I use a set of strings for the symbol table (I don't record the types of the identifiers, but you can add it back). I don't allow for whitespace, but you can add it back. The parser returns a string rather than a constructor with a string, but you can add it back. It is necessary to fuse the lexer and the parser together, so that they share state; but we can fuse them in a way that still leaves recognizable boundary, e.g., in the below, string "blah", ident, num, name, and numeric_simple are lexers (thus when you add back whitespace you know who are the suspects), and p0 is a parser that calls the lexers and do extra.

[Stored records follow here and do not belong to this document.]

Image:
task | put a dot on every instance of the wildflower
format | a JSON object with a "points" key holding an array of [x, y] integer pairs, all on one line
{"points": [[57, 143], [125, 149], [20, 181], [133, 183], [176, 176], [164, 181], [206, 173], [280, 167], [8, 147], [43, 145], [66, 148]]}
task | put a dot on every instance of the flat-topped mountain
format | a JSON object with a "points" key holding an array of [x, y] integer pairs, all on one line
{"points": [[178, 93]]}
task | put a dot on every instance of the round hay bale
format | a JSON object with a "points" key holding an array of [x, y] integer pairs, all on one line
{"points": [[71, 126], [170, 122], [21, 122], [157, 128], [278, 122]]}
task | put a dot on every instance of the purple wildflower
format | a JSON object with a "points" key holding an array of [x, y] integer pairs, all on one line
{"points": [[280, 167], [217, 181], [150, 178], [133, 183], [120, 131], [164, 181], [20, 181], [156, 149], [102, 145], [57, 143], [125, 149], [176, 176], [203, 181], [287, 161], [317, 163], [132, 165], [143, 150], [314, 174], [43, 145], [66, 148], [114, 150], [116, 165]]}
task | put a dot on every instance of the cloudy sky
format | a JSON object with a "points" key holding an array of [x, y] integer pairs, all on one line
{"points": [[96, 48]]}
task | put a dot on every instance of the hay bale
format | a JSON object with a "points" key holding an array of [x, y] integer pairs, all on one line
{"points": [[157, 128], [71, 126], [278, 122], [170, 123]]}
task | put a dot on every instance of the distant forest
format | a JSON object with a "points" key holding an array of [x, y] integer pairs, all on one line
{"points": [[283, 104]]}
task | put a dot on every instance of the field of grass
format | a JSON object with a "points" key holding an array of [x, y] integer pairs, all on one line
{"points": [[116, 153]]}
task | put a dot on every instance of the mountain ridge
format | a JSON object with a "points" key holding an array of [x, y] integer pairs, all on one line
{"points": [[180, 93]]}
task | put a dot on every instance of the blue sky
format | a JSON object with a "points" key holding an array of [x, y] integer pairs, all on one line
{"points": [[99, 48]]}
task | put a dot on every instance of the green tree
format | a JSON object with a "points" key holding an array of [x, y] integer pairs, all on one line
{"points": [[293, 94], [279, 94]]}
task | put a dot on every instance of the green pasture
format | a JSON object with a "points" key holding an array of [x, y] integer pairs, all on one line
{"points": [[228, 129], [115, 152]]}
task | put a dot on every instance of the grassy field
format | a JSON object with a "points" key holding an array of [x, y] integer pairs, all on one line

The name lexer returns a sum type, so you can use its two cases to signify whether a name is in the table or not; then ident and num can fail on the wrong cases. (Alternatively, you can eliminate the sum type by copying the name code into the ident code and the num code.) import Text.ParserCombinators.Parsec import Monad(mzero) import Data.Set as Set main = do { input <- getLine ; print (runParser p0 Set.empty "stdin" input) } p0 = do { string "Output" ; string ":" ; i <- ident ; string "(" ; numeric_simple ; string ")" ; updateState (Set.insert i) ; return i } numeric_simple = many digit ident = do { n <- name ; case n of { ID i -> return i ; _ -> mzero } } name = do { c0 <- letter ; cs <- many alphaNum ; let n = c0 : cs ; table <- getState ; return (if n `Set.member` table then NUM n else ID n) } data Name = NUM String | ID String num = do { n <- name ; case n of { NUM i -> return i ; _ -> mzero } }